President Donald Trump plans to declare the opioid crisis a public health emergency on Thursday afternoon at the White House and call for all federal agencies to authorize emergency measures to reduce a crisis that claimed more than 64,000 lives in 2016

The move stops short of what Trump initially promised to do during an announcement in August – declare a national emergency –  and instead directs Acting Secretary of Health and Human Services (HHS) Eric Hargan to declare a nationwide public health emergency under the Public Services Health Act, according to a White House official who briefed reporters on Thursday morning. 

Trump takes on opioid crisis, tax reform 08:01

This designation will allow for expanded access to telemedicine services for substance abuse treatment – a service designed to help people in rural areas like Appalachia who do not have timely access to a doctor. It also directs a shifting of resources within the HIV/AIDS program to provide those eligible with substance abuse treatment. And the Department of Labor will issue dislocated worker grants to workers who have been put out of work due to a substance abuse disorder. 

The order also allows HHS to make quick temporary appointments of specialists and doctors needed to combat the epidemic. 

But Mr. Trump's order does not authorize any additional federal funding, according to a White House official, who said the administration is working closely with Congress on the end-of-year budget deal.

"There is a lot of money already deployed and being used to fight the crisis but we do expect to have conversations with Congress as part of our deal," the official added, declining to provide a specific dollar amount the administration is requesting. 

A White House official argued that declaring nationwide public health emergency was "a better use" than declaring a national emergency under the Stafford Act, which offers the president more wide-sweeping powers and funding from the federal disaster relief fund. 

"Under the Stafford Act, as unfortunately we have seen on multiple occasions over the last several months, the Stafford Act is deigned to respond to mostly natural disasters that are (of a) very short time duration and a specific geographic region," one official said.

A former ONDCP official called Trump's order "mostly symbolic" but important and can help eliminate some red tape. 

"It's a start, but it needs to be backed up with a broader, more holistic strategy and actual funding from Congress if we want to really move the needle on this," the official said. 

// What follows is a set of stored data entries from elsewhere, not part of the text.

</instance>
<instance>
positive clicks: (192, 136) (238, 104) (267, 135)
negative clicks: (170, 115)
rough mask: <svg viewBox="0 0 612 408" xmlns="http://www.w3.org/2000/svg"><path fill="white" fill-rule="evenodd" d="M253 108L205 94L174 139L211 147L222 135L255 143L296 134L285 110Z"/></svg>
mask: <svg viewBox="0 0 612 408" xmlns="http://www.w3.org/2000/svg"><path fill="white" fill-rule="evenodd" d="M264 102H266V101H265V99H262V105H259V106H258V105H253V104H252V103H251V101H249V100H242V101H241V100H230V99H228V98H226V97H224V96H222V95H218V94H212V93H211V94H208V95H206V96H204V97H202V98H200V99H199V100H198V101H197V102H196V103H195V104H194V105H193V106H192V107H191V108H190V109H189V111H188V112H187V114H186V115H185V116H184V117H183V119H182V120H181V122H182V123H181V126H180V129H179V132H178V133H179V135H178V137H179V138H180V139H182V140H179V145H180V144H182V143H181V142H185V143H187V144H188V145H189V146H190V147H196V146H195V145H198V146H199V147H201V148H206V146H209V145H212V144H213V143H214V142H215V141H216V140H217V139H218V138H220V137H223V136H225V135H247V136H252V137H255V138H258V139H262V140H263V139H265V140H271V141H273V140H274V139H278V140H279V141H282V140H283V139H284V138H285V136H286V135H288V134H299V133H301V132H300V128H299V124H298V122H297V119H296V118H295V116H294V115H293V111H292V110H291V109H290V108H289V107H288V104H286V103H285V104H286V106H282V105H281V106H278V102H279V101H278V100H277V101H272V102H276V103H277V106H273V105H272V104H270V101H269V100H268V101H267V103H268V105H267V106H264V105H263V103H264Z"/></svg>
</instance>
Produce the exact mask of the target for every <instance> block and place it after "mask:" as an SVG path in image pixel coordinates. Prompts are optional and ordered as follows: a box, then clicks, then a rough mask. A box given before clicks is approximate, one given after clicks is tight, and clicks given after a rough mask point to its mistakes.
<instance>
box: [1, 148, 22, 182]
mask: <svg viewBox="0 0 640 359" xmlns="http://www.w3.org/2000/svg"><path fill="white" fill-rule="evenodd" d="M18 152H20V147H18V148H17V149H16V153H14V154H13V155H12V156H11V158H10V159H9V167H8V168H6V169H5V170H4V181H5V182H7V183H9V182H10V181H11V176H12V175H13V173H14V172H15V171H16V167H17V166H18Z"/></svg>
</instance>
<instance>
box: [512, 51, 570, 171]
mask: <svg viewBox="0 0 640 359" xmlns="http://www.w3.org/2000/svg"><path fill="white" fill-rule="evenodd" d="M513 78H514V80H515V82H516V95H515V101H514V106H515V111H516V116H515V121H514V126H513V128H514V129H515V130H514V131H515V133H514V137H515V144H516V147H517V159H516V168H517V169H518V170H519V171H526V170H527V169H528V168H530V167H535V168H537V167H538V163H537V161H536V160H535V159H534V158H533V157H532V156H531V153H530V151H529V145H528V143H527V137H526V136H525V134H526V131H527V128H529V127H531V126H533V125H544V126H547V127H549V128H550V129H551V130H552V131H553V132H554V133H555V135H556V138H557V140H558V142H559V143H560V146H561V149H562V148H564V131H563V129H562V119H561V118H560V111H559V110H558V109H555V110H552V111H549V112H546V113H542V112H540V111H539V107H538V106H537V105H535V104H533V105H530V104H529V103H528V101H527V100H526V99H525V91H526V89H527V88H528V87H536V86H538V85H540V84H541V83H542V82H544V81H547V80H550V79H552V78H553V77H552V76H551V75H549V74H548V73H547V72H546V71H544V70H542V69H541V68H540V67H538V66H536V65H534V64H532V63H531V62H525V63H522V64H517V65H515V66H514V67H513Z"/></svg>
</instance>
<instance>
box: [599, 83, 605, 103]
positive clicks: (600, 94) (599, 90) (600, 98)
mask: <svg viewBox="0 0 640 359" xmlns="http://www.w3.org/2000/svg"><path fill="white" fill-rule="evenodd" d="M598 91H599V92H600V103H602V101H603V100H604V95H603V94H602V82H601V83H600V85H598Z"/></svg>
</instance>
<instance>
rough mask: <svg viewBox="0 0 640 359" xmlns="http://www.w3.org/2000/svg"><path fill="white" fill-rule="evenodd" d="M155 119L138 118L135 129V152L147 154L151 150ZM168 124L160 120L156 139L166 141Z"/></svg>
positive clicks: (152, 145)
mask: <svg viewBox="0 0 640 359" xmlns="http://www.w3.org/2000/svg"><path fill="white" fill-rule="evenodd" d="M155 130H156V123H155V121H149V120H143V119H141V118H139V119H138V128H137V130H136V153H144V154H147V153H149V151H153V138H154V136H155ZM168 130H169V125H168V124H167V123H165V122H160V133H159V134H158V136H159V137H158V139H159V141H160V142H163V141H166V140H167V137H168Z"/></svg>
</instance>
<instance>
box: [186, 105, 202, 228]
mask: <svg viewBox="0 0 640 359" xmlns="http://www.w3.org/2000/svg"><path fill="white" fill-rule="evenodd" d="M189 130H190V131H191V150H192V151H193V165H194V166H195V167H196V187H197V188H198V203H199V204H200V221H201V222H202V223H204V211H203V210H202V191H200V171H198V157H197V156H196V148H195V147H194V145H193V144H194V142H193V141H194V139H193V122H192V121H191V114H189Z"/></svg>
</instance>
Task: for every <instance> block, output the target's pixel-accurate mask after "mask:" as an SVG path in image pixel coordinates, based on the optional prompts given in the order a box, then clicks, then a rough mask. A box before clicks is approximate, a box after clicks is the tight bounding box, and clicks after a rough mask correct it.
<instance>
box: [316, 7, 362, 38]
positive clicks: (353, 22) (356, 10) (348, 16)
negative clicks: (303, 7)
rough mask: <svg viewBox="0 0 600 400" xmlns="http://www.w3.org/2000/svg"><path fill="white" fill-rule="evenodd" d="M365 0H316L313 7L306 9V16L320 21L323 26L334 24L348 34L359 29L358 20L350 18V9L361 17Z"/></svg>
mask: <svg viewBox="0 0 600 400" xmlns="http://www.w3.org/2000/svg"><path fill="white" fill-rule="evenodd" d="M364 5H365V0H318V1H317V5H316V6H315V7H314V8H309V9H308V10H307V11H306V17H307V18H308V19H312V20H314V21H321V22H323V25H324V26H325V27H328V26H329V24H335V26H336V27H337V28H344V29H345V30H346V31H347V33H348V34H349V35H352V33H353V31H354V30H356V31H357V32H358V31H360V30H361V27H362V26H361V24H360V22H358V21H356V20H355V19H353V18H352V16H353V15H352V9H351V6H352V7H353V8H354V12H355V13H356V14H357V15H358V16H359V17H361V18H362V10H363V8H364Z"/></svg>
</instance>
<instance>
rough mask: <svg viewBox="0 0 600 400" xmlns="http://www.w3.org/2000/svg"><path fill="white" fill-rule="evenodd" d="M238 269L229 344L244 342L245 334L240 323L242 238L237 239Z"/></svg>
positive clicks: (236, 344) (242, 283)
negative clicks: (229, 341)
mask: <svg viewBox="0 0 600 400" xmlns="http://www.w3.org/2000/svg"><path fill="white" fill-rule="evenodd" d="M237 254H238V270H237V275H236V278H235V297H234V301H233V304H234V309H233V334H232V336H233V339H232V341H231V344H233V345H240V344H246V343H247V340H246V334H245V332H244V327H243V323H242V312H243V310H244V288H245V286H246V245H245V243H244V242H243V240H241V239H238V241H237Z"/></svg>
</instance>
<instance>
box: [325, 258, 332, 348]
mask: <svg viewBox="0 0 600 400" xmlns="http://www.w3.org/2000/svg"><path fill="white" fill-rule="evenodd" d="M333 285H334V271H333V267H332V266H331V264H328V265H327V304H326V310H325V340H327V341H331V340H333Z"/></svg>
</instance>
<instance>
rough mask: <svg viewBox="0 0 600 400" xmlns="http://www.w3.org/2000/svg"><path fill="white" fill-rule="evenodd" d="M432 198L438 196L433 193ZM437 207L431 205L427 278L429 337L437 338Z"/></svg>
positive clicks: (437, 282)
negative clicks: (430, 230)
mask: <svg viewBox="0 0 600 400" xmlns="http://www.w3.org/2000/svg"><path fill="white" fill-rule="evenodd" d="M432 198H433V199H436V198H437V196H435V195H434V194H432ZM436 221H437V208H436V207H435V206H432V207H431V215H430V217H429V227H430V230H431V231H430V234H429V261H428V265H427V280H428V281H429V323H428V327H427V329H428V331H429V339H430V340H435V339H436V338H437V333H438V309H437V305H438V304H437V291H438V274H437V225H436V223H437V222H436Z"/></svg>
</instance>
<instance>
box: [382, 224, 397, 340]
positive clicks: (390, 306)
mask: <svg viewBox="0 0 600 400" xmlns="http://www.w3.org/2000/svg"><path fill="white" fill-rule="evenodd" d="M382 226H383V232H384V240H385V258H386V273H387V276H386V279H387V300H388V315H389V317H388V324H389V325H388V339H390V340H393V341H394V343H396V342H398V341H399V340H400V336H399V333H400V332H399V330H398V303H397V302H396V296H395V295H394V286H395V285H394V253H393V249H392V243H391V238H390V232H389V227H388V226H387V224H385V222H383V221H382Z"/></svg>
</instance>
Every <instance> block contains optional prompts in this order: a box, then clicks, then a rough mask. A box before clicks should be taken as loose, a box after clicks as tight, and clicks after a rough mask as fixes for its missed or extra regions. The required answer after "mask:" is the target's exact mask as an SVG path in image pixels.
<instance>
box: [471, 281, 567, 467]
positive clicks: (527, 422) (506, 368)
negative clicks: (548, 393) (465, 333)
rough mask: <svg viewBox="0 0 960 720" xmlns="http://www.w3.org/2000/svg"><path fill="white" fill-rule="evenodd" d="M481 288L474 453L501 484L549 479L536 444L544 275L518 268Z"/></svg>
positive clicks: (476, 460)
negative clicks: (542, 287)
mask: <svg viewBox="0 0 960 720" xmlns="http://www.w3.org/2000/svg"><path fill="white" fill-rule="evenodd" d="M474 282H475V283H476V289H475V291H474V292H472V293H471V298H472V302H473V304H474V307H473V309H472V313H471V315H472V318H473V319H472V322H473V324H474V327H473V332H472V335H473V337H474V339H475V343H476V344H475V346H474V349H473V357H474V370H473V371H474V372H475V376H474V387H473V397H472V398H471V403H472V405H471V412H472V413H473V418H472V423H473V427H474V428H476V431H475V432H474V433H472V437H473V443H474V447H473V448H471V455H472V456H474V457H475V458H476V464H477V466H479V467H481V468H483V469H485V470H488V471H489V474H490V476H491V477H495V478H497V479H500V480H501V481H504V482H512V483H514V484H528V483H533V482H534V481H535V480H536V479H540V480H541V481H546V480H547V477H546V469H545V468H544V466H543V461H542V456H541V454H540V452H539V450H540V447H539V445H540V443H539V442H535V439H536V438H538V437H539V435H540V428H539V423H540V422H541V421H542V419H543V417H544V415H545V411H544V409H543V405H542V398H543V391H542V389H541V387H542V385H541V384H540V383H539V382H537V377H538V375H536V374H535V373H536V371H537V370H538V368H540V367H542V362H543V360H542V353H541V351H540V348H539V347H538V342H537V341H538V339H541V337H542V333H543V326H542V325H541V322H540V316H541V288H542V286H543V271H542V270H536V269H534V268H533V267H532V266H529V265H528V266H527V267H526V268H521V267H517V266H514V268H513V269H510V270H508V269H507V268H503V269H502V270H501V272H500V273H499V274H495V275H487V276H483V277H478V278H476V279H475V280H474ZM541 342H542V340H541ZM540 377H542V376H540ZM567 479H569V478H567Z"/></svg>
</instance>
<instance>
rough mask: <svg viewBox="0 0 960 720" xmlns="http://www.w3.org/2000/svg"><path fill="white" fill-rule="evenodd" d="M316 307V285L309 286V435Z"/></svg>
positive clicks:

The public health emergency will last for 90 days and can be renewed every 90 days until it's no longer necessary. Officials on the call would not say whether or not the president will be traveling the country to speak on the issue, but did say that starting tomorrow, Cabinet officials will be in different places across the country taking "appropriate actions." 

The Trump administration is also scrambling to fill top posts that would typically be involved in the coordinating the response to the opioid crisis. A White House official said that filling the positions of HHS Secretary and the Office of National Drug Control and Policy's Drug Czar is "an urgent priority" and that Trump will be putting forth names "soon," but blamed Democrats for obstructing sub-cabinet nominees. 

"HHS, which bears essential brunt of the entire public health side of this, doesn't have a confirmed assistant secretary for Health, doesn't have a general counsel and does not have a confirmed new chief financial officer, so for Senate to obstruct in that way is unheard of breaks precedent during a time when there is an emergency going on," one official said. 

Governor Chris Christie, the Chair of the White House Commission on Opioids, commended President Trump for "the bold action he is taking today by adopting the first recommendation of his Commission on Combatting Drug Addiction and the Opioid Crisis to declare a national emergency." 

"By using the Public Health Service Act, as we recommended, the President is showing an unprecedented commitment to fighting this epidemic and placing the weight of the Presidency behind saving lives across the country," Christie said in a statement.